Akin to other bNAbs, the epitope of F6 also involves N-glycans. Specifically, the conserved N88 glycan packs against the heavy chain framework region 1 (HFR1) of F6 and contributes ~350 Ų buried epitope areas (Fig. 3b, close-up view 1). When N88 is mutated to Ala, the association rate between F6 and X18 UFO roughly doubles, while the disassociation rate also speeds up about twofold, leaving the K_D largely unchanged (Fig. 3d and Supplementary Fig. 5a). Such phenomenon is reminiscent of 3BC315, a gp41-binding bNAb isolated from clade B infected individuals, which also shows synchronously increased on- and off-rates in the absence of glycan⁴⁰. Hence, as previously proposed, although N88 glycan is not required for F6 and 3BC315 to bind and may even sterically restrict their access, it may work as a ‘clasp’ to help keep antibodies in place once they are bound⁴⁰.

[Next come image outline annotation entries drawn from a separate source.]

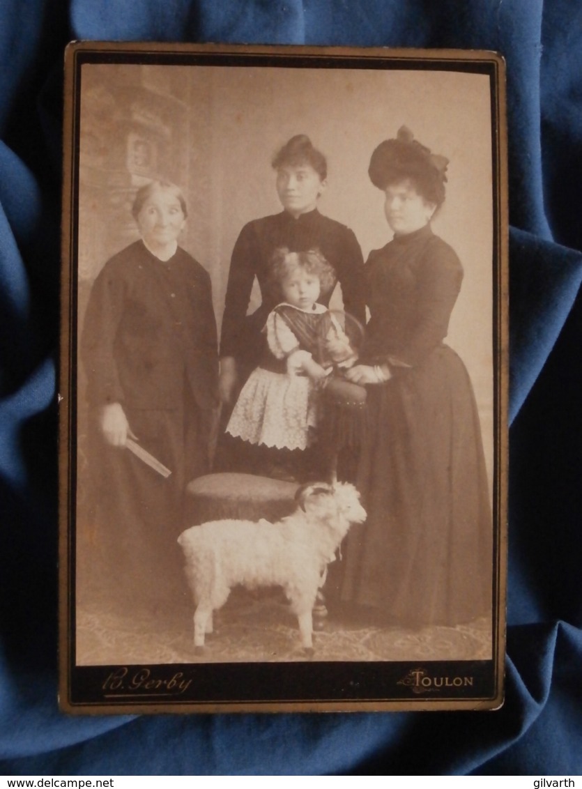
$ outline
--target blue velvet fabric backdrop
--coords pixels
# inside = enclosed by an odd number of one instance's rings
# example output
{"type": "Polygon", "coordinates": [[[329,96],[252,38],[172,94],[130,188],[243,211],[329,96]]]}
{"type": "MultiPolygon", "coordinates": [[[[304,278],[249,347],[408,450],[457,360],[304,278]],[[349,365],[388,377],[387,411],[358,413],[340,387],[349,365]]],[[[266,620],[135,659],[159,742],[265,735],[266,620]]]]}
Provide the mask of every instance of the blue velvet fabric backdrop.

F6 also utilizes its complementarity-determining region (CDR) 1 and 2 in light chain (CDRL1 and CDRL2) to simultaneously engage the α8 helix of gp41 and the C-terminus of gp120 (Fig. 3b, close-up view 2). Of all the Env residues at this interface, R500 from gp120 plays a central role. The aliphatic part of R500 and the aromatic ring of Y619 from α8 helix form a hydrophobic cluster with the sidechains of Y49 and L50 from CDRL2, zipping α8 (gp41), the C-terminus of gp120 and CDRL2 together. Meanwhile, R500 also forms electrostatic interactions with E53 from CDRL2 and D30 from CDRL1, further strengthening the adhesion of F6. When R500 was mutated into Ala, a 90% affinity decrease was observed, corroborating its importance (Fig. 3d and Supplementary Fig. 5a). Compared to the interface between the Env and the light chain CDRs, the interface between the Env and the heavy chain CDRs (CDRHs) is even larger, and the interaction is mainly driven by hydrophobic packings (Fig. 3b, close-up view 3). The CDRH3 adopts an anti-parallel β-sheet conformation and side-wedges into a hydrophobic cleft formed by residues I535, I603, Y619 and W623 from α6-α8 helices of gp41 and residues Y39 and T499 from \({{{{{\rm{\beta }}}}}}\bar{4}/{{{{{\rm{\beta }}}}}}26\) sheets of gp120 (Fig. 3b, close-up view 3). Besides CDRH3, Y32 from CDRH1 also forms hydrophobic interactions with the side chain of A532 in the α6 helix (gp41) (Fig. 3b, close-up view 3). These structural analyses clearly show that F6 simultaneously engage residues and glycans from both gp120 and gp41, thereby categorizing it into the gp120-gp41 interface bNAbs (Fig. 3c). Indeed, Ala mutations on gp120 residues like Y39, T499 and R500 generally lead to 90% to 97% affinity decrease, and Ala mutations on gp41 residues like Y619, W623 and N624 also result in 82% to 99% affinity decrease, further validating the gp120-gp41 spanning epitope of F6 (Fig. 3d and Supplementary Fig. 5a).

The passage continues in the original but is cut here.